Spatiotemporal landscapes, defined for extended zigzag modules indexed by $ZZ \times \mathbb Z$, use the generalized rank invariant over spatiotemporal boxes: $$\lambda_k(x) = \sup\{ \delta \geq 0 : \operatorname{rk}(M; R_x^\delta ) \geq k \}$$ and live in Banach (Lebesgue) spaces with stability with respect to a suitable interleaving distance, allowing principled statistical analysis for dynamic data (Flammer et al., 2024).

5. Theoretical Properties: Stability, Invertibility, and Expressiveness

The essential properties of generalized persistence landscapes across these settings include:

• Stability: Each construction is Lipschitz or contractive with respect to an appropriate diagram/module metric: 1-Wasserstein, bottleneck, interleaving, or Gromov–Hausdorff-type (Zhao et al., 28 Nov 2025, Vipond, 2018, Fu et al., 9 Dec 2025, Flammer et al., 2024). Graded persistence landscapes further refine stability constants and offer more discriminative (layerwise) metrics (Betthauser et al., 2019).
• Invertibility: Several constructions—continuous, classical, and graded—are mathematically invertible, allowing recovery of (a measure version of) the original data from its landscape map (Zhao et al., 28 Nov 2025, Bubenik, 2018, Betthauser et al., 2019).
• Banach/Hilbert structure: Landscapes live in Banach or Hilbert spaces, permitting application of the law of large numbers, central limit theorems, and use as features in kernel methods (SVMs, GP, kernel-PCA) (Bubenik, 2018, Vipond, 2018, Flammer et al., 2024).
• Functional data analysis: The landscape, or its generalizations, is subject to averaging, bootstrap confidence bands, and hypothesis testing directly in function space without reparametrizing to diagrams (Berry et al., 2018, García-Redondo et al., 1 Apr 2025).

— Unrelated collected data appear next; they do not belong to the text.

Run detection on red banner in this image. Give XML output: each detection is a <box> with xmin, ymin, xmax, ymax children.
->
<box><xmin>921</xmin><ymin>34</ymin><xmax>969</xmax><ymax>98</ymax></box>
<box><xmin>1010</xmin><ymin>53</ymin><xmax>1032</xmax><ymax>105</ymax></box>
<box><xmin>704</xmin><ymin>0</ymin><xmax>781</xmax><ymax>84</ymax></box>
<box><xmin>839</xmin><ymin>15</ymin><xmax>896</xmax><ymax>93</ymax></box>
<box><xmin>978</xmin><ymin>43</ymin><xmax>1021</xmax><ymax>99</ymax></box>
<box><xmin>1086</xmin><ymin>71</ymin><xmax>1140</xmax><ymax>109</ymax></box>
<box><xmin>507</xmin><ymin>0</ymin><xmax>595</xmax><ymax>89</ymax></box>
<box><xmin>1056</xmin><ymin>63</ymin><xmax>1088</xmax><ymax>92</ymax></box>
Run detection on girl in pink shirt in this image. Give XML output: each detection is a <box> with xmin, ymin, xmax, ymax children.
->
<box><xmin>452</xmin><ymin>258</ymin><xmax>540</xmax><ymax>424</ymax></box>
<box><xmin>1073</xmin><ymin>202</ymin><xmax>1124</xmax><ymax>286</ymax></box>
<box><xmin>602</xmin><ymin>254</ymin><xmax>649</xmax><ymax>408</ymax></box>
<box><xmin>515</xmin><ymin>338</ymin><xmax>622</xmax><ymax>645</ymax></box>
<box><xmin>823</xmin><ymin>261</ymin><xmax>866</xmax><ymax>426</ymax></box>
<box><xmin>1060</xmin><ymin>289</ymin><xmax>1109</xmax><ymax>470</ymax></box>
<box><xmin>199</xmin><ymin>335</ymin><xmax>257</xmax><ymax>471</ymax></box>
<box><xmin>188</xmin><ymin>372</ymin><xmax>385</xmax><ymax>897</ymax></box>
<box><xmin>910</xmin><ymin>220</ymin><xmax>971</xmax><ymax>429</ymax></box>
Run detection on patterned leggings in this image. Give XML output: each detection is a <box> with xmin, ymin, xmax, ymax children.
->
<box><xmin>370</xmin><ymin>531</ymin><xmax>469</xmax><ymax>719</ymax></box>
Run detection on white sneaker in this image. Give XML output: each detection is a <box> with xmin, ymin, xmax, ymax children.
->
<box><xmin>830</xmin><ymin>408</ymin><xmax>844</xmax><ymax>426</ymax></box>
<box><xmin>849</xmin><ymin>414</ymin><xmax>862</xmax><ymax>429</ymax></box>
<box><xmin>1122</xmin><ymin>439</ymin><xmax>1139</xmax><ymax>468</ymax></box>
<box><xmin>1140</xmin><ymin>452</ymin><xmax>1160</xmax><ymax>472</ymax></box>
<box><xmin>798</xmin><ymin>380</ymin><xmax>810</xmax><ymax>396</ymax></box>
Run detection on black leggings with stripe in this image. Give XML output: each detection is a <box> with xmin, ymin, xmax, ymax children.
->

6. Practical Computation and Machine Learning Applications

Generalized persistence landscapes facilitate fast, vectorized computation and integration into machine learning and deep learning pipelines. Efficient algorithms exist for kernel-smoothing, multiparameter slices, and geometric functionals, with complexities typically $O(NM)$ (diagram size × function grid points) for single-parameter versions and polynomial in the worst case for multiparameter or geometric variants (Berry et al., 2018, Vipond, 2018, Lenzen et al., 10 Dec 2025).

Neural architectures such as PLLay embed differentiable landscape layers into networks. These layers are fully compatible with gradient-based learning, exhibit stability to input perturbation, and empirically yield improved robustness and classification accuracy under several modalities (images, point clouds, dynamical systems), outperforming prior topological layers (Kim et al., 2020).

Empirical results show that generalized and kernel-averaged landscapes provide improved discrimination in high-dimensional, noisy, or geometrically ambiguous scenarios and outperform classical landscapes in classification, hypothesis testing, and shape recognition tasks (Berry et al., 2018, Lenzen et al., 10 Dec 2025).

7. Connections with Other Summaries and Future Directions

Generalized persistence landscapes form part of a broader unifying framework for persistence-based functional summaries. Persistence curves (PCs) subsume landscapes, silhouettes, Betti curves, and others, illustrating the flexibility of "diagram-to-function" vectorizations (Chung et al., 2019). Graded diagrams align precisely with the kink structure of landscapes and refine layerwise discrimination (Betthauser et al., 2019).

Ongoing research addresses:

• Quantitative stability for functionals and geometric landscapes (Lenzen et al., 10 Dec 2025);
• Extension to higher codimension, more general parameter posets, or more intricate algebraic structures (e.g., multidimensional or labeled persistence modules) (Fu et al., 9 Dec 2025);
• Fast algorithms for multiparameter persistent landscapes (García-Redondo et al., 1 Apr 2025, Vipond, 2018);
• Advanced statistical techniques (inference, CLTs, confidence sets) for functional landscape summaries (Berry et al., 2018, García-Redondo et al., 1 Apr 2025).

These developments establish the generalized persistence landscape family as a flexible, stable, and expressive toolkit for rigorous topological representation and analysis across diverse data modalities and analytic objectives.